Production and IR absorption of cyclic CS2 in solid Ar

Linear carbon disulfide (denoted as SCS) isolated in solid N-2 or Ar at 13 K was irradiated with light at 193 nm from an ArF excimer laser. In addition to an absorption line of CS at 1277.4 cm(-1), new lines at 881.3 and 520.9 cm(-1) were observed after photolysis of SCS in solid N-2 These lines are assigned to cyclic CS2 (denoted cyc-CS2) based on results from S-34- and C-13-isotopic experiments. Doublet lines of cyc-CS2 at 876.5 (881.1) and 517.7 (522.7) cm(-1) were observed after irradiation of SCS in solid Ar at 193 nm; lines in parentheses are associated with a minor matrix site. Secondary photolysis at 248, 308, 532, 560, or 580 nm diminishes signals of cyc-CS2 and produces SCS. Theoretical calculations using MP2-full and density-functional methods (BLYP and B3LYP) predict three isomers of CS2: SCS, cyc-CS2, and linear CSS; relative energies, structures, vibrational wavenumbers, and LR intensities were predicted for each isomer.

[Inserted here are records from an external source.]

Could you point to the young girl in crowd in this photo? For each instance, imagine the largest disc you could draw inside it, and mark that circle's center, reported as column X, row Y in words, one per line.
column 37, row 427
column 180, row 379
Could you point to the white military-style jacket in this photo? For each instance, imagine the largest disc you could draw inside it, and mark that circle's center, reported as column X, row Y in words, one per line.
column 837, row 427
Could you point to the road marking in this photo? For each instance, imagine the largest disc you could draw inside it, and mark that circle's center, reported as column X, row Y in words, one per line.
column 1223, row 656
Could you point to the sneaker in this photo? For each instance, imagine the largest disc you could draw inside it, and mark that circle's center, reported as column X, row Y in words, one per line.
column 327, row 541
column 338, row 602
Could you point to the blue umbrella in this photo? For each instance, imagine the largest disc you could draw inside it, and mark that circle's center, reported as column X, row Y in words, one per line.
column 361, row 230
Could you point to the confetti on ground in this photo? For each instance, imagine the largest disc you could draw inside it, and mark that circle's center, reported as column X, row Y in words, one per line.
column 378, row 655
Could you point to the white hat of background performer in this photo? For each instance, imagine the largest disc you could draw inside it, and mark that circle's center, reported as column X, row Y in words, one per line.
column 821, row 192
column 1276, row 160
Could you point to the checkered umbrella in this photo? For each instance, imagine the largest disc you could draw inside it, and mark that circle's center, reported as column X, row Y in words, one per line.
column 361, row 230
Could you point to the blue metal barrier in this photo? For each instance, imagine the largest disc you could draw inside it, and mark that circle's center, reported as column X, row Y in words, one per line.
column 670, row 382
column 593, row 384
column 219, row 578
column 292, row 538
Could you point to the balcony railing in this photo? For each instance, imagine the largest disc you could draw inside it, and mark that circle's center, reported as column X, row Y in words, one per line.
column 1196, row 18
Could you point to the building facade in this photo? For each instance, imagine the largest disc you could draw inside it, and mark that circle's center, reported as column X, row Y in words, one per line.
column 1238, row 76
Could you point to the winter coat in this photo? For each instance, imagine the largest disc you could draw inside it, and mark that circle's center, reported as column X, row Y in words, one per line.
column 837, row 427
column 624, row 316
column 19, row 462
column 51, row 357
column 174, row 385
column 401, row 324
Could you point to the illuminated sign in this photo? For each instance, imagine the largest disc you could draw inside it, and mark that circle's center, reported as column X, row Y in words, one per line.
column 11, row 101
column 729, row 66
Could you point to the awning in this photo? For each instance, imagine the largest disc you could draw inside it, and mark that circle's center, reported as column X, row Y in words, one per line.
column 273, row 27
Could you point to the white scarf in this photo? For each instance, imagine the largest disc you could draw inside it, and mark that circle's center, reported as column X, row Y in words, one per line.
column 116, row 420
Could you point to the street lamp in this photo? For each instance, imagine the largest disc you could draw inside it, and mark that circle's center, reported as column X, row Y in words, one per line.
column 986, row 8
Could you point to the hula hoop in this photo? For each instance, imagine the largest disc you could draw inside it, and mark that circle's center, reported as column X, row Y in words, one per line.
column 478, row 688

Cyc-CS2 has C-S bonds (similar to 1.74 Angstrom) elongated relative to those of SCS (similar to 1.56 Angstrom), a S-S bond similar to 2.14 Angstrom, and angle SCS approximate to 76 degrees; it lies similar to 73 kcal mol(-1) above SCS. Calculated vibrational wavenumbers, IR intensities, and isotopic shifts for cyc-CS2 fit satisfactorily with experimental results. An asymmetric transition state connecting SCS and cycCS(2) is characterized, yielding a ring-opening barrier of similar to 24.4 kcal mol(-1) (zero-point energy corrected). Photoconversion between linear and cyclic CS2 in a matrix cage is discussed.